So, off we trekked in a couple of cabs. The group consisted of several program girls and a friend’s lone, male language partner (who, ironically, is actually from Chad and so does not speak Wolof). The language partner is good people–at pre-party drinks, he talked about not knowing what he wanted to do once he finishes law school, given that his parents already want him to settle down and get married. His mom wants grandkids. I made a Jewish mother joke, he laughed politely (if uncomprehendingly) and all was well.
Once we got to the party, the first of many confusing but delightful realizations was had–namely, that the party was being held on the top floor of a bakery. We said hello to the host brother (who promptly retreated with his program girlfriend for canoodling) and–since it was midnight and we were the first to arrive–set about interpretive dancing.
Now, generally speaking, the Senegalese dancing that I have seen in clubs is Serious Business.

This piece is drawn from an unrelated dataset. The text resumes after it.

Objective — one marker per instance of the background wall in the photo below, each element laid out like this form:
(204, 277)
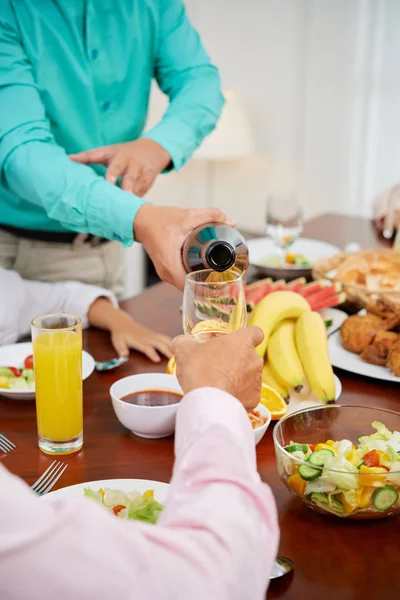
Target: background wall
(320, 83)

When you roll out at 1 in the morning, clubbing takes on a sort of grim determination. So you can imagine my delight when I discovered the following things: the floor was slippery, the music was “Get Low,” and language partner and host brother were doing the ironic running man with me, complete with hand gestures.
I finally found my stupid dance companions! I finally found a situation in which I could stupid dance without anyone trying to rub themselves on me and/or steal my phone! It was the best. (It was made even better by the addition of gin from someone’s purse, soda from the gas station, and oragami paper cups that I made because I am nothing if not crafty.)
We merrily danced the night away, and when someone did try to grind the girls banded together to fend them off with our elbows. I danced with language partner and a few others (who, in a novel change, approached me from the front), and I managed to get into a cab before anyone fell down the stairs, got a hickey, or had discussions about their jifondas* in the bakery. Easily my favorite completely bizarre Dakar experience so far.
* Wolof concept which basically entails having a badonk like J. Lo. When our host families want us to eat more, they tell us the dish will give us a jifonda.